Por oposición a su génesis femenina, mientras germina como valor cultural entre otros sentimientos que definen el carácter y lo masculino y lo femenino, la madre naturalmente la enseña y la consolida, si el padre no ve peligros de confusión de identidades y por el contrario la refuerza en gestos y trato adecuado.
En palabras, es el nice del inglés, que suena como caricia a los oídos. Es el suave en español, que estimula gracia y donosura en la cotidianidad, en la escuela y en la vida. Nada tiene que ver con el género si nuestra cultura a nivel universal no fuera tan extraviadamente machista y primitiva y los hombres injuriosamente no la difamaran de intrínseca debilidad femenina. Se puede ser tierno solo a escondidas o en privado. Se puede ser muy tierno y ser el más indomable de los guerreros.
Ya usted era cuestionado desde muy joven por sus modales y su favoritismo en el tratamiento de temas femeninos, porque desde tiempo antiguo los hombres consideran que las mujeres son únicamente para llevarlas a la cama y hacerlas madres o esclavas de la carne y desestiman las maravillas del carácter, la belleza y la ternura que se multiplican en cada una de ellas, en su inteligencia y en su cuerpo.
Llevaba yo en mis viejos ensueños que databan de mi infancia y en estos ensueños toda la ternura que vivía en mi seno, pero que precisamente por ser mía no se distinguía de mi corazón, se me aparecía como un ser enteramente distinto de mí.
Cuando fundó la primera revista juvenil, junto a Dreyfus, Halevy y Greg, mientras la mayoría de los jóvenes escritores entregaban artículos sobre Schopenhauer, Nietzsche y Swinburne, usted los sorprendía con retratos de mujeres de mundo o cortesanas célebres. Daniel Halevy advierte la manera dura en que el equipo de machos de la revista El Banquete lo increpaba:
En él había algo que nos repelía, su amabilidad y delicadas atenciones… y nosotros se lo dijimos claramente en más de una ocasión. Fuimos brutales con él…
Es perfectamente comprensible que el principal espacio donde habita y florece ese bello sentimiento que usted considera la primera característica de todo gran arte, la ternura, sea en el alma femenina.

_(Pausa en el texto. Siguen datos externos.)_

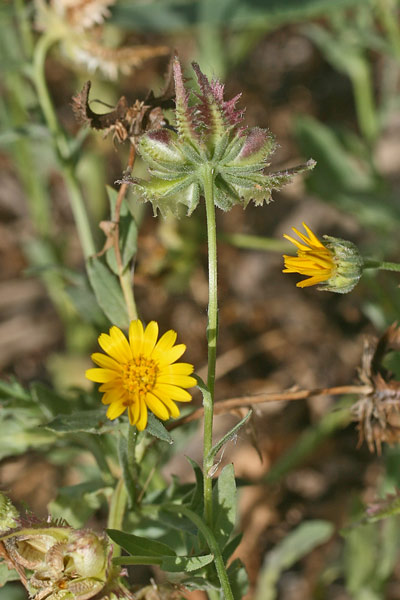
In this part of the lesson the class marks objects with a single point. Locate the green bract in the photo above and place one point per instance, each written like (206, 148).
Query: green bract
(208, 137)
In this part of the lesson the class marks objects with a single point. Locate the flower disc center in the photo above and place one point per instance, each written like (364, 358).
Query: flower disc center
(139, 375)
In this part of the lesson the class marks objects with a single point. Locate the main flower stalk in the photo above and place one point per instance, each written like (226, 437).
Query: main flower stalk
(212, 335)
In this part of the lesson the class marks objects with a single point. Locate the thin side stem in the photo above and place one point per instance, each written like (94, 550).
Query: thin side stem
(79, 212)
(381, 265)
(125, 277)
(39, 59)
(254, 242)
(364, 101)
(131, 463)
(117, 511)
(61, 144)
(212, 333)
(245, 401)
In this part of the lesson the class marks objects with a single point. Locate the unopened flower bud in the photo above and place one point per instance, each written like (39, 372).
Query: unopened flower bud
(336, 264)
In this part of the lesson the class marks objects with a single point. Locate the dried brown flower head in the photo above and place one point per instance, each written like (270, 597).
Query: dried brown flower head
(126, 121)
(378, 412)
(78, 26)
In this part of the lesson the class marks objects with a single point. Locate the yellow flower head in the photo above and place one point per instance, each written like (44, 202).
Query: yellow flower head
(141, 373)
(336, 264)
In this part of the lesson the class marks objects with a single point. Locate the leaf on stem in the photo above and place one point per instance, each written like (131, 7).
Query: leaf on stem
(108, 292)
(224, 506)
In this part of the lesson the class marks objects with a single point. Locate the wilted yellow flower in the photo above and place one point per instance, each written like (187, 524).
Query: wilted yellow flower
(336, 263)
(141, 373)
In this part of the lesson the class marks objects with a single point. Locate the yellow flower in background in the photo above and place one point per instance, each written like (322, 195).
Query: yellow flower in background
(313, 259)
(141, 374)
(336, 264)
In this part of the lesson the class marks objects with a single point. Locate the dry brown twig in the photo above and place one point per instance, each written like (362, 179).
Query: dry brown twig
(242, 401)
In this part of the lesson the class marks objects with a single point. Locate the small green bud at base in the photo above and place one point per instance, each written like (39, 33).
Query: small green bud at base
(349, 265)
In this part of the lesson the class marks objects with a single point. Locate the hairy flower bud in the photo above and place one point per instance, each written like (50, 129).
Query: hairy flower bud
(8, 513)
(336, 265)
(58, 562)
(207, 136)
(349, 265)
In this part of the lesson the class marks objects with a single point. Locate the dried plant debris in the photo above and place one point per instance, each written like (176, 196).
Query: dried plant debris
(79, 27)
(377, 412)
(126, 121)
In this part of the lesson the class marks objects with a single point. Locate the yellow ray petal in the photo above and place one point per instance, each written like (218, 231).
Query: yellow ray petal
(102, 360)
(165, 390)
(115, 410)
(101, 375)
(142, 421)
(116, 345)
(136, 337)
(179, 380)
(150, 338)
(165, 342)
(157, 407)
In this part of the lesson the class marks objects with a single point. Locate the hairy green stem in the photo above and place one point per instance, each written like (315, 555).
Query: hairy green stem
(126, 285)
(381, 265)
(387, 13)
(61, 144)
(43, 45)
(364, 101)
(79, 212)
(24, 26)
(131, 463)
(117, 511)
(212, 326)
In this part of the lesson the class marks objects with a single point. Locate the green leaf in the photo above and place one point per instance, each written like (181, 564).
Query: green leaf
(108, 292)
(7, 574)
(179, 15)
(238, 579)
(157, 429)
(344, 180)
(139, 546)
(89, 421)
(384, 507)
(231, 546)
(13, 389)
(231, 434)
(360, 557)
(293, 547)
(185, 564)
(127, 234)
(224, 505)
(197, 500)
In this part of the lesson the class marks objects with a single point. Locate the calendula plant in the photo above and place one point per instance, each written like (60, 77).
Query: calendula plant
(206, 155)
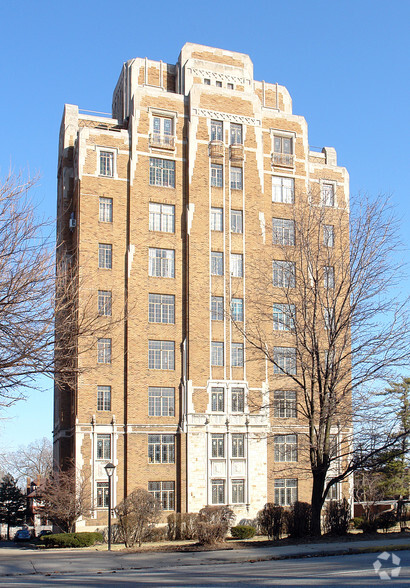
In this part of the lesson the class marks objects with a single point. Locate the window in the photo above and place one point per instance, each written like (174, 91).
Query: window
(105, 210)
(104, 302)
(107, 163)
(283, 190)
(217, 353)
(285, 360)
(236, 178)
(238, 491)
(218, 491)
(104, 256)
(328, 194)
(217, 308)
(238, 446)
(217, 399)
(284, 274)
(216, 219)
(284, 404)
(285, 448)
(162, 263)
(238, 399)
(162, 130)
(283, 317)
(161, 308)
(286, 492)
(283, 150)
(236, 221)
(216, 175)
(217, 263)
(216, 130)
(102, 495)
(329, 276)
(237, 354)
(164, 492)
(328, 235)
(236, 134)
(161, 448)
(237, 265)
(161, 172)
(104, 351)
(104, 447)
(283, 231)
(103, 397)
(237, 309)
(218, 445)
(329, 317)
(162, 217)
(161, 355)
(161, 401)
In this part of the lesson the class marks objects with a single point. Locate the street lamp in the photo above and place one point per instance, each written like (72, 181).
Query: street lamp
(109, 468)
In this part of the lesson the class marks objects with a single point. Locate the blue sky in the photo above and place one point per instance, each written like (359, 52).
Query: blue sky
(345, 64)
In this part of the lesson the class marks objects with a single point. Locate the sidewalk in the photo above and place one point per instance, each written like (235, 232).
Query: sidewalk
(59, 561)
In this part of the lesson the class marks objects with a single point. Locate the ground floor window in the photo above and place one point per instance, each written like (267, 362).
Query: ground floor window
(286, 491)
(102, 494)
(164, 492)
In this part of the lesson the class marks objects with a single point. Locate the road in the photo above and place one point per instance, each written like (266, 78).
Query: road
(346, 570)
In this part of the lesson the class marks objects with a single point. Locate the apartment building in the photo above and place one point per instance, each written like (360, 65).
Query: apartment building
(164, 209)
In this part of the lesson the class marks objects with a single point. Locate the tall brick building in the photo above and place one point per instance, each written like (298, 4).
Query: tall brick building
(163, 210)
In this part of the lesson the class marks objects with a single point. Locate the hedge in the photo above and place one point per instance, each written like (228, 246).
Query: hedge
(72, 539)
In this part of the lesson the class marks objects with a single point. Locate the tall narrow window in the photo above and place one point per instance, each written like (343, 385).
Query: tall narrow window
(105, 210)
(216, 130)
(236, 134)
(162, 217)
(161, 355)
(216, 175)
(106, 163)
(236, 221)
(104, 256)
(161, 172)
(283, 190)
(103, 397)
(104, 302)
(283, 231)
(217, 353)
(236, 178)
(104, 350)
(217, 308)
(218, 399)
(216, 219)
(161, 308)
(162, 263)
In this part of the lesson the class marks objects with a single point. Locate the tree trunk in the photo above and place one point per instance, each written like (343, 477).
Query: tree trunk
(317, 502)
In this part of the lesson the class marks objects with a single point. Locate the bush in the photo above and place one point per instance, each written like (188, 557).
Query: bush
(298, 520)
(182, 526)
(71, 539)
(213, 523)
(243, 532)
(337, 515)
(271, 520)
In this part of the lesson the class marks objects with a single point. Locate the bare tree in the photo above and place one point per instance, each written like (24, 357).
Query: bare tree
(33, 461)
(136, 514)
(65, 497)
(332, 321)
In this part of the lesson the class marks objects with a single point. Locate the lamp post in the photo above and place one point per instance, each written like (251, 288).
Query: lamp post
(109, 468)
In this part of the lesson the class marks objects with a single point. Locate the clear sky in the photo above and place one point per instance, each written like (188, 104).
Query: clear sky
(344, 62)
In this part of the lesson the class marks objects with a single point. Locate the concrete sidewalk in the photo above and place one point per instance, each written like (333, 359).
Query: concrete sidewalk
(22, 562)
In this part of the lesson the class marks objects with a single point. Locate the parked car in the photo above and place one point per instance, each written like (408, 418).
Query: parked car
(22, 535)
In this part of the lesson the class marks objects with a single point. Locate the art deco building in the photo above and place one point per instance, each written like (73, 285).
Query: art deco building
(163, 210)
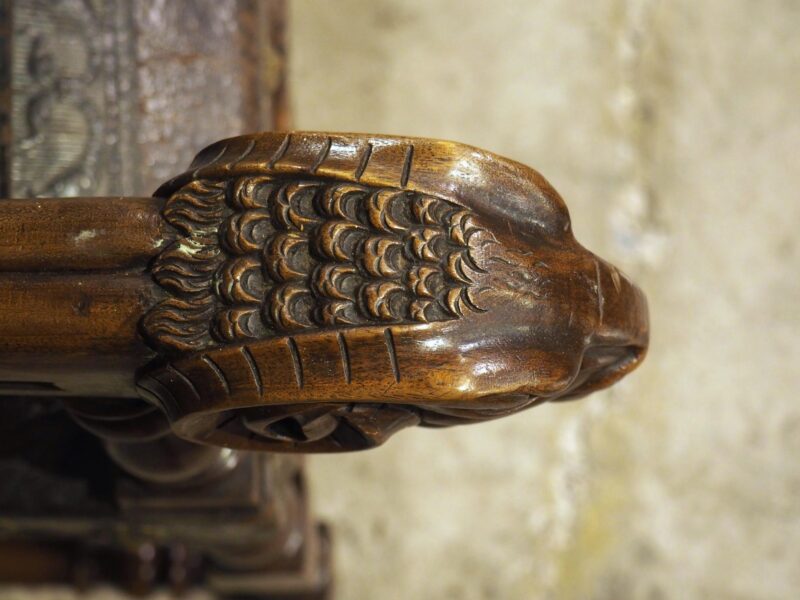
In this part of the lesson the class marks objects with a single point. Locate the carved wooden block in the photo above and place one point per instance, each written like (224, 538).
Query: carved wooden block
(324, 291)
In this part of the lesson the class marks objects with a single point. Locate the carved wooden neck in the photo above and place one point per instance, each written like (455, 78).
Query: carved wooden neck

Lo masculino será elegante, inteligente, solemne, noble, superior, pero la ternura encontrará exaltación en la mayoría de los hombres e incluso en muchas mujeres, cuando juega un papel disimulado para esconder la fibra delicada femenina que solo se revela en la práctica de inclinaciones sexuales no oficiales, especialmente entre hombres, donde parece indispensable para suavizar la rudeza del contacto íntimo.
El barón de Charlus, uno de los personajes principales de En busca del tiempo perdido, junto a su gran amigo, Robert de Saint Loup, y Morel, el músico, serán tres destacadas personalidades, pero en el fondo genuinos diletantes con muchas confusiones de identidad.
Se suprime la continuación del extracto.